Starbucks increases parental leave for employees

NORTH AMERICA – Multinational coffeehouse and roaster chain Starbucks has announced it is increasing paid leave time offered to workers from 6 weeks to 18 weeks to improve its reputation as an employer.

Starbucks has expanded its parental leave benefits, now offering 12 weeks of paid leave to adoptive and long-term foster parents, doubling the previous six-week policy.

The enhanced benefit applies to employees working more than 20 hours per week.

This move reflects Starbucks’ commitment to maintaining its reputation as an industry leader in employee benefits, a reputation that CEO Brian Niccol noted is integral to the brand’s ongoing reinvention.

The change was prompted by employee feedback indicating that the earlier six-week program was insufficient.

CFO Rachel Ruggeri highlighted that expanding average weekly hours has helped lower turnover, reduce training costs, and increase employee pay—further aligning with the company’s focus on retaining talent.

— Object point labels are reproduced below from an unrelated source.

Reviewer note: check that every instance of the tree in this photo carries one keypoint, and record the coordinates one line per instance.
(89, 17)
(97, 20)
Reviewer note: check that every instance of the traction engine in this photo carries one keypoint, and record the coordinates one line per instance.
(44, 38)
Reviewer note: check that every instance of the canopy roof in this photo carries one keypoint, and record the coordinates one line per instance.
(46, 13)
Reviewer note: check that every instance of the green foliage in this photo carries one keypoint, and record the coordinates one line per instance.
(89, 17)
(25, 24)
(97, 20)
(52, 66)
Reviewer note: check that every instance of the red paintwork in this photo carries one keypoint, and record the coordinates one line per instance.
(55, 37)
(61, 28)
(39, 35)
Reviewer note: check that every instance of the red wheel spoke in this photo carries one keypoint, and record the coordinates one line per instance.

While many franchised competitors do not directly manage benefits for hourly frontline workers, Starbucks remains one of the few company-operated brands to offer comprehensive benefits.

For example, Chipotle provides 12 weeks of maternal leave but only four weeks for paternal leave. The expanded parental benefits could aid Starbucks in retaining its workforce and repairing its brand image, which has been affected by prolonged disputes with unionized employees.

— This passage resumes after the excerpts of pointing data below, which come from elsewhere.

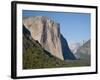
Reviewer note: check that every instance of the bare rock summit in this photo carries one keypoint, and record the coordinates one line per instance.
(47, 33)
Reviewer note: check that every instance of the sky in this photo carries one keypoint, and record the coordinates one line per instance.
(75, 27)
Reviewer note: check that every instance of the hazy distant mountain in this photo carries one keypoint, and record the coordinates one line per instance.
(84, 52)
(47, 33)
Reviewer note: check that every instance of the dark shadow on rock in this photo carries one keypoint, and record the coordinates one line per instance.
(67, 54)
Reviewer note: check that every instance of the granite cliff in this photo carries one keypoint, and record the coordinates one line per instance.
(84, 51)
(47, 33)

The chain faced additional challenges beginning in November 2023, including a decline in traffic from occasional customers.

Former CEO Laxman Narasimhan attributed this to “misperceptions” surrounding the company’s stance on the Israel-Hamas conflict.

Narasimhan emphasized Starbucks’ condemnation of violence against innocents, hate, and weaponized speech, stating that the company remains focused on supporting its employees and other affected stakeholders.

The conflict also impacted traffic and sales in the region, prompting Starbucks to collaborate with licensees to prioritize the safety and well-being of employees and customers.

During the labor shortages of 2021 and 2022, Starbucks, like many brands, introduced higher pay and additional benefits.

However, after the Starbucks Workers United campaign expanded beyond Buffalo, New York, unions and federal regulators accused the company of using these benefits as a tool to discourage unionization.

As labor market pressures ease, Starbucks is negotiating store-by-store contracts with Starbucks Workers United, a process that could redefine benefits for thousands of employees.